Pat Symonds: I am not quite sure what you mean by important. Every car is important every year. It is very interesting as it’s the first big change we have had for a long while. I am sure everyone knows it is a big change to the aerodynamics and it’s a replacement of grooved tyres with slick tyres which in turn means using different weight distributions and all sorts of things. It is a very interesting challenge. It’s, I guess, quite a difficult one. We do need to start on it early and we have started on it early. I am sure we are all the same. Obviously we have had models in the wind tunnel even though we are still discussing the finer details of the aerodynamic rules. It is a good project. I hope and believe that it will improve overtaking which is one of the main reasons for kicking it all off, so let’s see what we get.
Q: Do you feel that you have made a step forward and that you have got closer to the opposition?
PS: It’s difficult to say. The test was, of course, perhaps a little bit more difficult than usual and it is always difficult to see where you are in a test. It was a bit more difficult than usual because people were running different levels of downforce and of course the 2009 tyres at times, so it wasn’t always easy to see how people were approaching things. Again, if you look at today, the mere fact we have been testing here means that the Friday programme is a little bit different to usual.

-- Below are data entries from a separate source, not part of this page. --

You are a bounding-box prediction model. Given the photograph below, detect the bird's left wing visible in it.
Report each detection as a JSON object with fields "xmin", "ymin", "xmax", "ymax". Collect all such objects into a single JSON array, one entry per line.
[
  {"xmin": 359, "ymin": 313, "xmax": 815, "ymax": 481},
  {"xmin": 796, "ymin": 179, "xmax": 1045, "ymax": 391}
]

I think we have made a little bit of a gain relative to most of our competitors – not all of them but most of them – but the proof of the pudding will be know by Sunday night I guess.

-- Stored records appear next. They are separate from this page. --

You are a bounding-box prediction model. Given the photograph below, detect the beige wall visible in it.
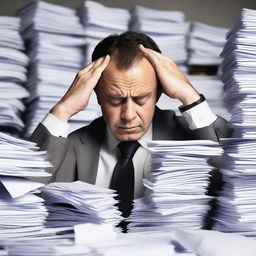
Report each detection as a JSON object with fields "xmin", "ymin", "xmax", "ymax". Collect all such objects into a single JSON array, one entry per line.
[{"xmin": 0, "ymin": 0, "xmax": 256, "ymax": 27}]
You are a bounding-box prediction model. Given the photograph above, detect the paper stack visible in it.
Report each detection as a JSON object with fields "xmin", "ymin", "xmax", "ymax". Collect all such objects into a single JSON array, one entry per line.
[
  {"xmin": 214, "ymin": 9, "xmax": 256, "ymax": 236},
  {"xmin": 18, "ymin": 1, "xmax": 99, "ymax": 136},
  {"xmin": 79, "ymin": 1, "xmax": 130, "ymax": 64},
  {"xmin": 0, "ymin": 16, "xmax": 29, "ymax": 134},
  {"xmin": 188, "ymin": 22, "xmax": 228, "ymax": 66},
  {"xmin": 5, "ymin": 239, "xmax": 97, "ymax": 256},
  {"xmin": 42, "ymin": 181, "xmax": 122, "ymax": 230},
  {"xmin": 128, "ymin": 140, "xmax": 222, "ymax": 232},
  {"xmin": 157, "ymin": 75, "xmax": 230, "ymax": 120},
  {"xmin": 0, "ymin": 133, "xmax": 51, "ymax": 241},
  {"xmin": 130, "ymin": 6, "xmax": 190, "ymax": 71}
]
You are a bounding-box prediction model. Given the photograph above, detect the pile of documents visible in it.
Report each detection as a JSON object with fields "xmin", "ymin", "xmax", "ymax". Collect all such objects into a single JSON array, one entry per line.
[
  {"xmin": 0, "ymin": 133, "xmax": 51, "ymax": 241},
  {"xmin": 18, "ymin": 1, "xmax": 99, "ymax": 136},
  {"xmin": 157, "ymin": 75, "xmax": 230, "ymax": 120},
  {"xmin": 0, "ymin": 16, "xmax": 29, "ymax": 134},
  {"xmin": 130, "ymin": 6, "xmax": 190, "ymax": 70},
  {"xmin": 79, "ymin": 1, "xmax": 130, "ymax": 64},
  {"xmin": 188, "ymin": 22, "xmax": 228, "ymax": 66},
  {"xmin": 128, "ymin": 140, "xmax": 223, "ymax": 232},
  {"xmin": 42, "ymin": 181, "xmax": 122, "ymax": 227},
  {"xmin": 215, "ymin": 9, "xmax": 256, "ymax": 236}
]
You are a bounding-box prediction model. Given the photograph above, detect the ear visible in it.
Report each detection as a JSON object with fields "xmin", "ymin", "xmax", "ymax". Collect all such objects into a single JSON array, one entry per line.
[
  {"xmin": 94, "ymin": 84, "xmax": 100, "ymax": 105},
  {"xmin": 156, "ymin": 79, "xmax": 163, "ymax": 102}
]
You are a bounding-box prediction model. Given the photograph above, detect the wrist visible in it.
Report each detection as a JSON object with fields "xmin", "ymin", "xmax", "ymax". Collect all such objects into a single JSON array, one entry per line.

Q: Can the Spanish fans be optimistic after today’s results or do they have to wait until tomorrow?
PS: I don’t think the results of Friday are ever a good indication of how everything is going to go throughout the weekend. As I said earlier, I am hopeful and reasonably confident that we’ve moved forward a little bit. To say that we’ve moved up to the front row of the grid would be incorrect, we most definitely haven’t, so I think you just need to decide what level of optimism you’re aiming at.
Q: Perhaps we thought that the return of Fernando would also be a return to the days when Fernando was in the team, but it doesn’t seem to have happened. We all know there was a problem last year with using the new tyres. Have you found the problem that is holding you up this year?
PS: Yes, I think it’s well known that really our major problem last year was that we lacked correlation between the wind tunnel and the car, and it was something that as we looked into it, we traced back in fact to the end of 2006, it wasn’t just the 2007 problem. Where we are now, I think, is suffering from the wake of that problem. It took a long while to identify it precisely and to understand how it had occurred and then to fix it and all that was time that we would rather have been developing the car and moving it forward. So I would say that the car had a problem this year in the sense that it had a problem last year. What it suffers from is a little bit of a lack of development. When you’re running your wind tunnels 24 hours a day, seven days a week, as pretty well everyone is now, and in our case it’s a single wind tunnel, it’s hard to find extra time. We stopped development of last year’s car early, we released this year’s car a little bit later than we have done in previous years, and all of that was to try and make up time. It wasn’t enough, and I think that where we lack now is simple aerodynamic efficiency, the sort of week on week improvements that you make. We just need a few more weeks to make them and it’s very hard because it means that all the time you have to be improving at a greater rate than your rivals and these are pretty tough rivals sitting round me.